Introduction:

Whether should the government invest lots of money to space exploration program? On one hand, space exploration may bring significant findings which can fundamentally change our way of life in the long run. Think about living in another planet or finding other intelligent beings in the universe. Isn’t it exciting? On the other hand, decision-makings on investment to space exploration are often based on scientific theory, that is, lack of practical evidence in most circumstances. Someday, we may find that it is just a beautiful dream about extraterrestrial intelligence and life on another planet.

It seems people’s faith in science may associate with their attitude of investment on space exploration program. In the current study, we will investigate whether people having low confidence in scientific community present more negative attitude to space exploration program.

Data:

General Social Survey (GSS) was used to collect data on demographic characteristics and attitudes of residents of the United States. The data is a cumulative data file for surveys conducted between 1972-2012 and not all respondents answered all questions in all years. GSS questions cover a diverse range of issues including national spending priorities, marijuana use, crime and punishment, race relations, quality of life, confidence in institutions, and sexual behavior. Cases (units of observation) are individual persons (i.e. respondents). More information about GSS Data can be found at Reference.

Two categorical variables are selected from the General Social Survey (GSS) to investigate the research question “Do people having low confidence in scientific community present more negative attitude to space exploration program?” The first variable is natspac. It provides respondents’ attitude to the spending on space exploration program. The second variable is consci. It provides respondents’ confidence in scientific community.

The data can not be used to establish causal links between variables of interest. This is an observational study for that the data were collected in a way that did not directly interfere with how the data arise. Therefore we can only establish an association. If we want to establish causal links, we need to randomly assign participants to treatments. To arrive at my conclusion, I’ll compare the proportion of negative attitude in people with low confidence in science community with the proportion of negative attitude in people with high confidence in science community.

The population of interest is residents of the United States. As the data is a radom sampling from all US residents in general, the findings from this analysis can be generalized to all US residents. However, there might be still several potential sources of bias: (1) the data is a cumulative data file for surveys conducted between 1972-2012 and not all respondents answered all questions in all years; (2) the sample may consist of people who volunteer to respond because they have strong opinions on some issues; (3) the sample may consist of people who are easily accessible.

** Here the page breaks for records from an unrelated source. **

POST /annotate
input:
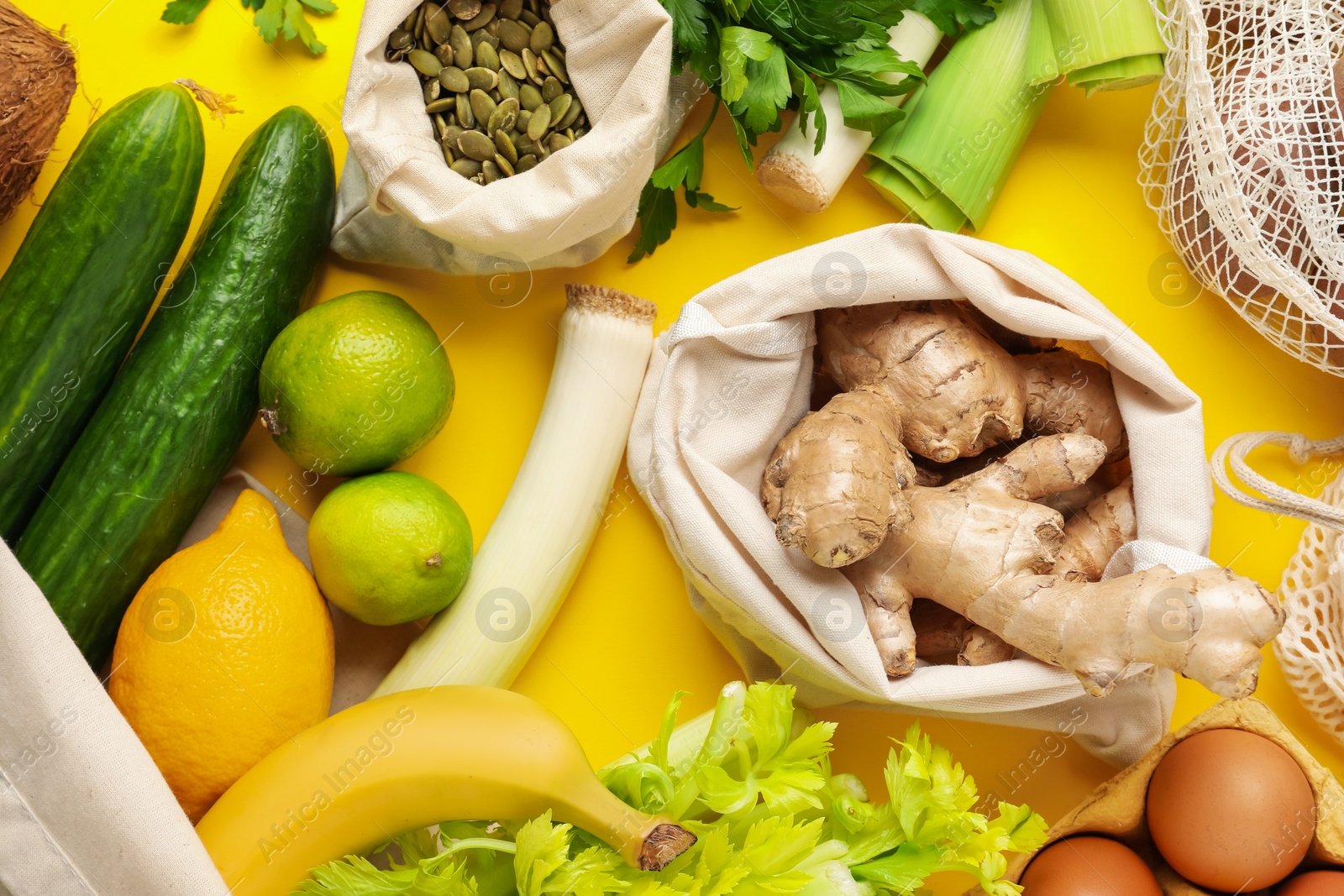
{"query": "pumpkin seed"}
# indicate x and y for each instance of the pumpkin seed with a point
(427, 63)
(461, 43)
(504, 117)
(437, 23)
(476, 145)
(481, 78)
(504, 144)
(467, 167)
(539, 123)
(530, 97)
(514, 35)
(481, 18)
(512, 63)
(481, 105)
(487, 56)
(464, 110)
(530, 65)
(450, 134)
(559, 107)
(555, 66)
(454, 80)
(543, 36)
(571, 113)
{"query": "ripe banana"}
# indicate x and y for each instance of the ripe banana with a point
(409, 761)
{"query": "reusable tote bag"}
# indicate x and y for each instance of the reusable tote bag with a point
(734, 374)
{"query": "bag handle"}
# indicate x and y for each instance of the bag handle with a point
(1277, 499)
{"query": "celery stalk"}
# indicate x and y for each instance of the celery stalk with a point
(1106, 45)
(947, 164)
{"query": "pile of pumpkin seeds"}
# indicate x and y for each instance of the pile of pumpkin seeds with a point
(495, 83)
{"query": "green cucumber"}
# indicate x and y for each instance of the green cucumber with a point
(84, 280)
(187, 396)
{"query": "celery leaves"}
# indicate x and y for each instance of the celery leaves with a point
(765, 56)
(769, 817)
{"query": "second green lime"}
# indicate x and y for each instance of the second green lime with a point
(355, 385)
(390, 547)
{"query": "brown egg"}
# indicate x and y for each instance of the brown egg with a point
(1231, 810)
(1314, 883)
(1089, 867)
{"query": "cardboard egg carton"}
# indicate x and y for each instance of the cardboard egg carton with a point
(1116, 808)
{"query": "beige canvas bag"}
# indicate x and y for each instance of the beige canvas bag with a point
(400, 204)
(734, 374)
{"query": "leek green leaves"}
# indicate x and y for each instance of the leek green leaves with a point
(764, 56)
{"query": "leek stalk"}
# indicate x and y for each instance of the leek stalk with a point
(810, 181)
(1105, 45)
(948, 160)
(533, 553)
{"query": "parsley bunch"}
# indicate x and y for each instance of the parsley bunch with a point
(272, 19)
(763, 56)
(769, 817)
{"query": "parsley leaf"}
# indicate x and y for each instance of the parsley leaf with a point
(273, 18)
(183, 13)
(690, 26)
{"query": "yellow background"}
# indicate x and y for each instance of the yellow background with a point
(627, 638)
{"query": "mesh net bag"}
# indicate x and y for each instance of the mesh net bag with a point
(1310, 647)
(1242, 163)
(1310, 644)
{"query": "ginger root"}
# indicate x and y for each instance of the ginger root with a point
(925, 379)
(942, 633)
(983, 548)
(958, 391)
(1068, 394)
(1093, 535)
(850, 448)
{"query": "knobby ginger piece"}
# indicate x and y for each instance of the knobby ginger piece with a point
(1093, 535)
(985, 550)
(833, 485)
(958, 390)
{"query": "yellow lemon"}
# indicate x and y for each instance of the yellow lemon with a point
(225, 653)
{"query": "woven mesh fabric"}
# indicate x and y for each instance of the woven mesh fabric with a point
(1242, 163)
(1310, 647)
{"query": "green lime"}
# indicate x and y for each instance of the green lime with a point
(390, 547)
(355, 385)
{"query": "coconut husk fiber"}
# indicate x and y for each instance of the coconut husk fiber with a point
(37, 82)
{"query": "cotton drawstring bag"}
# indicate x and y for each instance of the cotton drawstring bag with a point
(1243, 163)
(398, 202)
(734, 374)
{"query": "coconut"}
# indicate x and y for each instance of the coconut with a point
(37, 82)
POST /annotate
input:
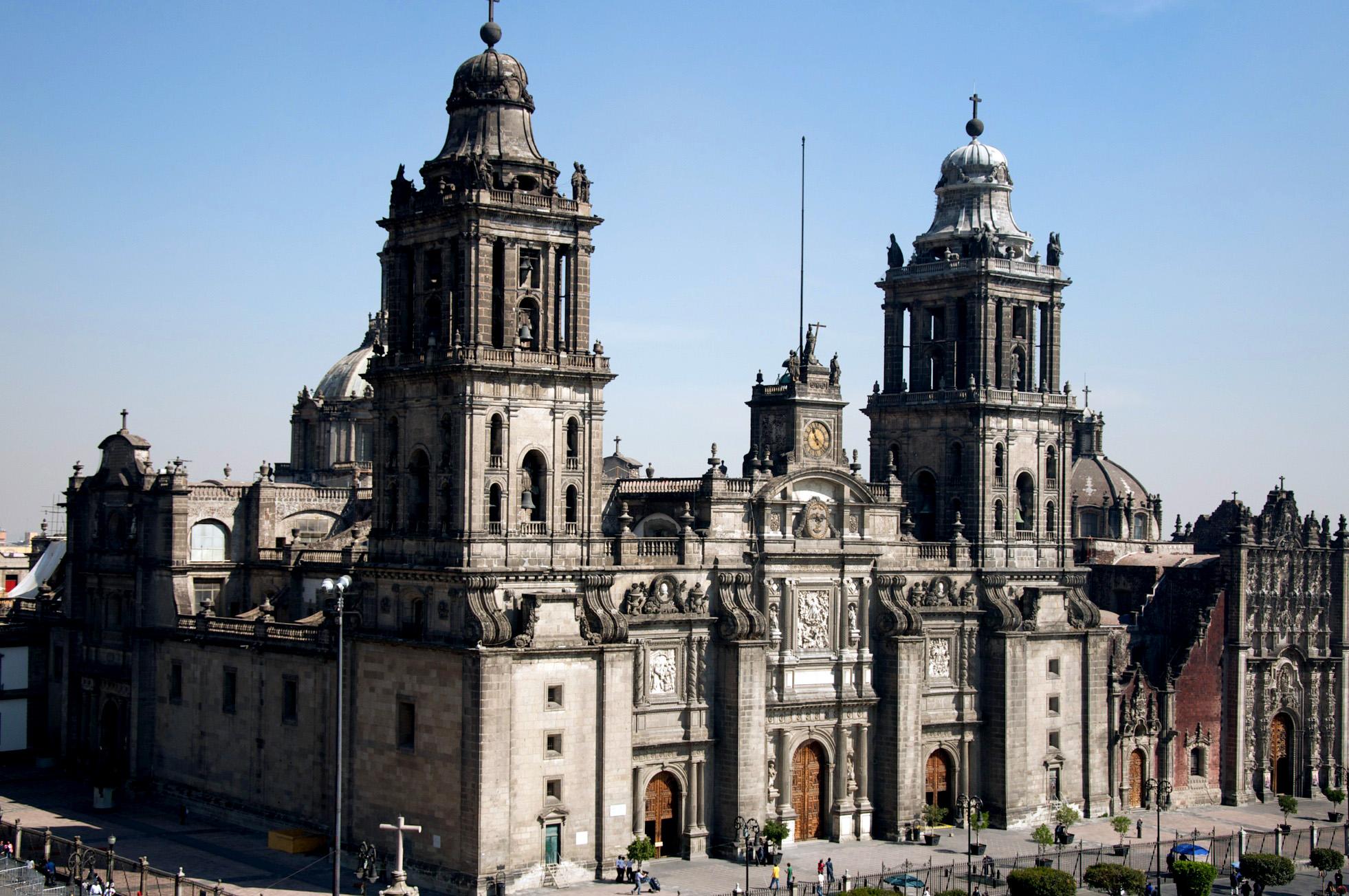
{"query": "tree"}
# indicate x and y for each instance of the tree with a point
(1113, 877)
(1040, 882)
(1194, 879)
(1326, 860)
(978, 822)
(641, 851)
(1266, 869)
(934, 816)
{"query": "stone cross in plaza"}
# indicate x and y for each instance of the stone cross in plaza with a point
(399, 886)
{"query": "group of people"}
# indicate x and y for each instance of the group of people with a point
(823, 876)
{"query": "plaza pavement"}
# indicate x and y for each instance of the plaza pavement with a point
(210, 852)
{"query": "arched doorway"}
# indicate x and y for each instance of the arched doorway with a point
(938, 782)
(809, 789)
(1136, 779)
(663, 816)
(1280, 753)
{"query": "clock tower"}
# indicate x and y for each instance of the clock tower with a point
(798, 420)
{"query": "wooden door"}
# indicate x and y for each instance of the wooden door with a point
(1136, 779)
(1280, 763)
(807, 789)
(938, 782)
(661, 824)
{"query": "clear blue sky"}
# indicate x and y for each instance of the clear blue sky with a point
(190, 189)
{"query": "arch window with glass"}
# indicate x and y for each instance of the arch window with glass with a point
(573, 444)
(210, 541)
(1024, 502)
(1140, 527)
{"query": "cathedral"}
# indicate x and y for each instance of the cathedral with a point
(549, 653)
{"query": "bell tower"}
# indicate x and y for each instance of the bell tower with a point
(972, 415)
(489, 394)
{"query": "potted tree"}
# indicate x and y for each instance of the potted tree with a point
(932, 816)
(1287, 805)
(1121, 824)
(775, 833)
(978, 822)
(1336, 798)
(1043, 838)
(1067, 817)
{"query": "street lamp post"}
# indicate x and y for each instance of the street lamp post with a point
(1161, 791)
(969, 806)
(338, 587)
(747, 833)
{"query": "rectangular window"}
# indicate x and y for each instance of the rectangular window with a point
(204, 590)
(230, 691)
(289, 699)
(406, 725)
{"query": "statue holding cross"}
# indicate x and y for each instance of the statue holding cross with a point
(399, 886)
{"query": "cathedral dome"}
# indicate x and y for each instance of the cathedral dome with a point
(347, 378)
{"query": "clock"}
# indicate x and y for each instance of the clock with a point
(816, 439)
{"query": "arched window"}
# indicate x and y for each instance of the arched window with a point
(210, 541)
(494, 509)
(573, 440)
(572, 503)
(533, 497)
(496, 440)
(527, 324)
(1024, 502)
(925, 513)
(419, 493)
(1140, 527)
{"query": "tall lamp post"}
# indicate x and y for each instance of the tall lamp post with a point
(1161, 792)
(338, 587)
(747, 833)
(969, 806)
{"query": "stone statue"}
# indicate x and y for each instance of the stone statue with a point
(895, 255)
(1054, 251)
(580, 184)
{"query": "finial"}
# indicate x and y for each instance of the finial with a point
(974, 127)
(492, 33)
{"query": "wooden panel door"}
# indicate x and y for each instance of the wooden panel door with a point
(1136, 779)
(807, 765)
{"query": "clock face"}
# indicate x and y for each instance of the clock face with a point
(816, 439)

Exploratory data analysis:

Although the data was collected between 1972-2012, I only use data corresponding to the two categorical variables in the year 2012 to keep up with the times.

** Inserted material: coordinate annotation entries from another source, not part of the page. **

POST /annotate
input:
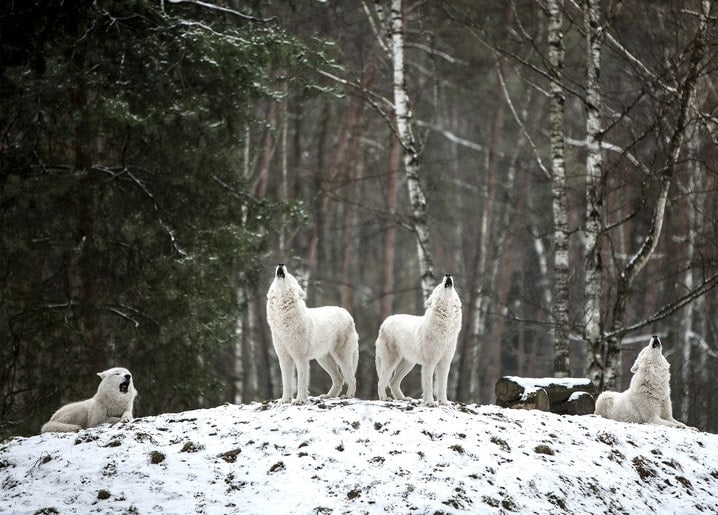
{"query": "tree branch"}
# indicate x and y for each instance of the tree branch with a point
(207, 5)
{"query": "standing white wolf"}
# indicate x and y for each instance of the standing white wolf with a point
(429, 340)
(300, 334)
(112, 403)
(648, 398)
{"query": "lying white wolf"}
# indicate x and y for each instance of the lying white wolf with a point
(429, 340)
(112, 403)
(648, 398)
(301, 334)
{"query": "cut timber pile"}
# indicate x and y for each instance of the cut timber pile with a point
(566, 396)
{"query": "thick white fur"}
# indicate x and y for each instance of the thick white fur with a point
(109, 405)
(648, 398)
(429, 340)
(300, 334)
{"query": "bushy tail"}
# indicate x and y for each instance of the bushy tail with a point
(59, 427)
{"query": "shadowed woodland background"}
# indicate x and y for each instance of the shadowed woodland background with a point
(159, 158)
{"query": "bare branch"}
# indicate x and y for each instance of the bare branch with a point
(207, 5)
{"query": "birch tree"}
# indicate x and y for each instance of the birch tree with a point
(685, 94)
(592, 323)
(559, 305)
(410, 149)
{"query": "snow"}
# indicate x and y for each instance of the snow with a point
(576, 395)
(340, 456)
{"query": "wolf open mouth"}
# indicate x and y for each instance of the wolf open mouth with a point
(125, 385)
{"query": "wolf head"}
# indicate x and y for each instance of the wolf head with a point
(651, 354)
(444, 291)
(116, 380)
(283, 281)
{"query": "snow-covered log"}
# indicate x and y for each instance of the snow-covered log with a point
(563, 395)
(536, 398)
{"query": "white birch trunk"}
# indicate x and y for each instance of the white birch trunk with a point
(687, 318)
(240, 336)
(592, 326)
(559, 307)
(648, 247)
(404, 122)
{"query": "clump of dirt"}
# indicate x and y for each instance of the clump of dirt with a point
(156, 457)
(643, 467)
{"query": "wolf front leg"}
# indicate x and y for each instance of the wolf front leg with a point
(286, 365)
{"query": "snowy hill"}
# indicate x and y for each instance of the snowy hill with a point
(362, 457)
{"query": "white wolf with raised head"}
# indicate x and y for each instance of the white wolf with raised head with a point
(301, 334)
(112, 403)
(429, 340)
(648, 398)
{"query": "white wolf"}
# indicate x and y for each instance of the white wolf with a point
(648, 398)
(301, 334)
(112, 403)
(429, 340)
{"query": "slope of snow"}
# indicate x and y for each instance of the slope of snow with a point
(362, 457)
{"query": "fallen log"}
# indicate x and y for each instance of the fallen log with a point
(580, 403)
(534, 399)
(565, 395)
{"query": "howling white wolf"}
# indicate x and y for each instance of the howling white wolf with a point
(301, 334)
(112, 403)
(429, 340)
(648, 398)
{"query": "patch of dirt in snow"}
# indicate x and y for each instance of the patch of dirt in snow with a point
(338, 456)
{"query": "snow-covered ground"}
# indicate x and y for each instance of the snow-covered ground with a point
(362, 457)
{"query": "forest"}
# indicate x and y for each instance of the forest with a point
(158, 158)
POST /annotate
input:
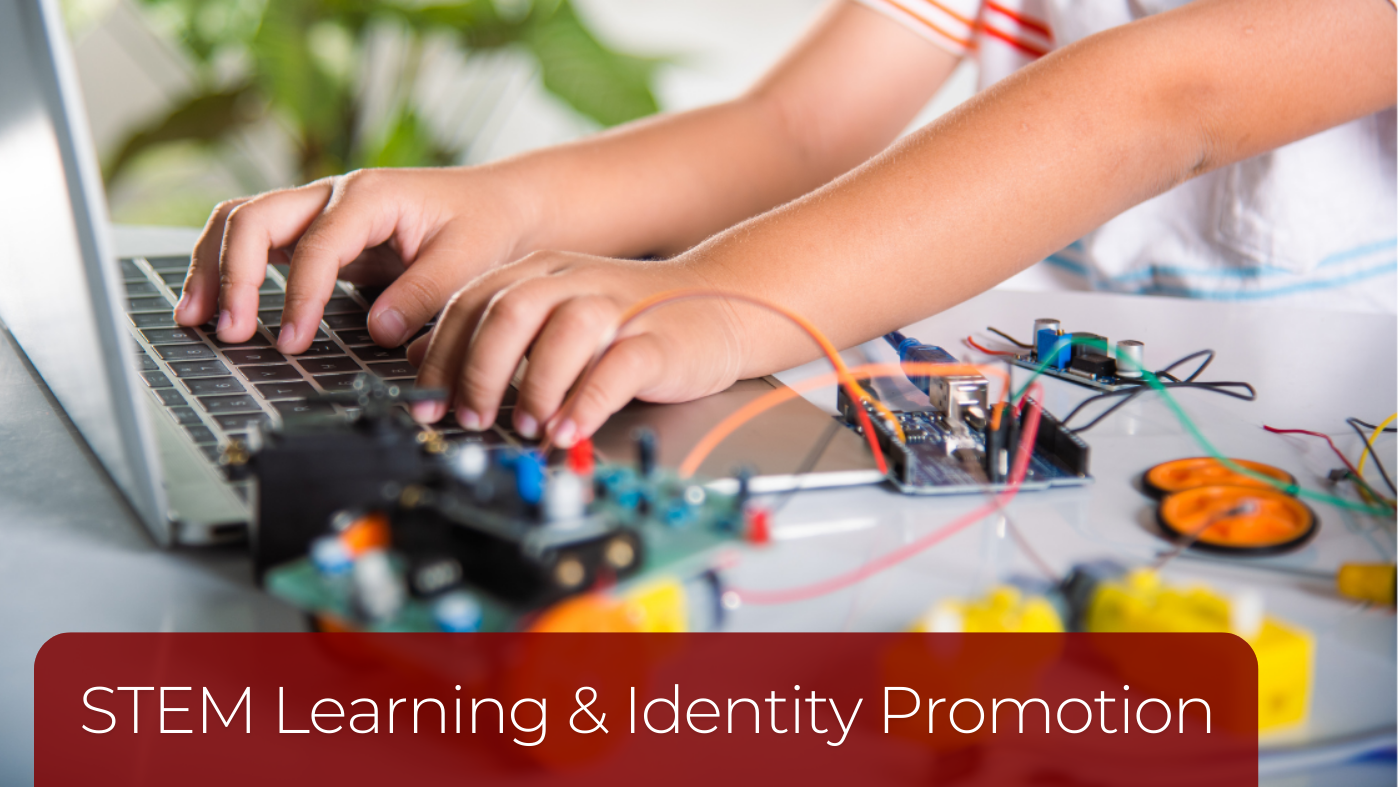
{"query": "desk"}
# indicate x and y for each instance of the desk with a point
(74, 558)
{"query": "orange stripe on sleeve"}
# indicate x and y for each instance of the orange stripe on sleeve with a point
(1029, 23)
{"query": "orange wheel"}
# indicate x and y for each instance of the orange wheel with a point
(1237, 519)
(1207, 471)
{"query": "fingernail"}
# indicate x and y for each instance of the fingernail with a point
(392, 326)
(469, 418)
(285, 337)
(428, 411)
(565, 432)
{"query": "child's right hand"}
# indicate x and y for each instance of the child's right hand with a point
(438, 228)
(557, 309)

data <- gss[gss$year == '2012',c("natspac","consci")]
head(data)
##           natspac       consci
## 55088        <NA>         <NA>
## 55089        <NA> A Great Deal
## 55090 About Right A Great Deal
## 55091        <NA>         <NA>
## 55092        <NA> A Great Deal
## 55093 About Right         <NA>

From the first few view of the data, we can see that there are lots of missing values. As missing values can affect the analysis results, I only include rows without NAs.

g <- complete.cases(data)
data <- data[g,]
head(data)
##           natspac       consci
## 55090 About Right A Great Deal
## 55094  Too Little    Only Some
## 55097 About Right A Great Deal
## 55103 About Right    Only Some
## 55105    Too Much    Only Some
## 55108  Too Little   Hardly Any

Now, let’s get more details from the data.

dim(data)
## [1] 585   2
table(data$consci, data$natspac)
##               
##                Too Little About Right Too Much
##   A Great Deal         71         123       52
##   Only Some            54         129      113
##   Hardly Any            7          14       22

We can see that the sample size is 585. Attitude to space exploration program contains three levels: spending too much money on the program (negative), spending about right (neutral), and spending too little (positive). Confidence in scientific community contains three levels: people has hardly any confidence (low), people has only some confidence (neutral), and people has a great deal of confidence (high). Given our research questoin, I’ll reorganize the data by merging “about right” and “too little” into “Positive Attitude” as well as merging “only some” and “hardly any” into “Low Confidence”.

data2 <- data.frame(natspac = as.character(data$natspac), consci = as.character(data$consci))
finalData <- data.frame(natspac = rep(NA,nrow(data2)), consci = rep(NA,nrow(data2)))
finalData$natspac[which(data2$natspac == "Too Much")] <- "Negative Attitude"
finalData$natspac[which(data2$natspac != "Too Much")] <- "Positive Attitude"
finalData$consci[which(data2$consci == "A Great Deal")] <- "High Confidence"
finalData$consci[which(data2$consci != "A Great Deal")] <- "Low Confidence"
table(finalData)
##                    consci
## natspac             High Confidence Low Confidence
##   Negative Attitude              52            135
##   Positive Attitude             194            204
par(mar = c(2,2,2,2))
mosaicplot(table(finalData$consci, finalData$natspac))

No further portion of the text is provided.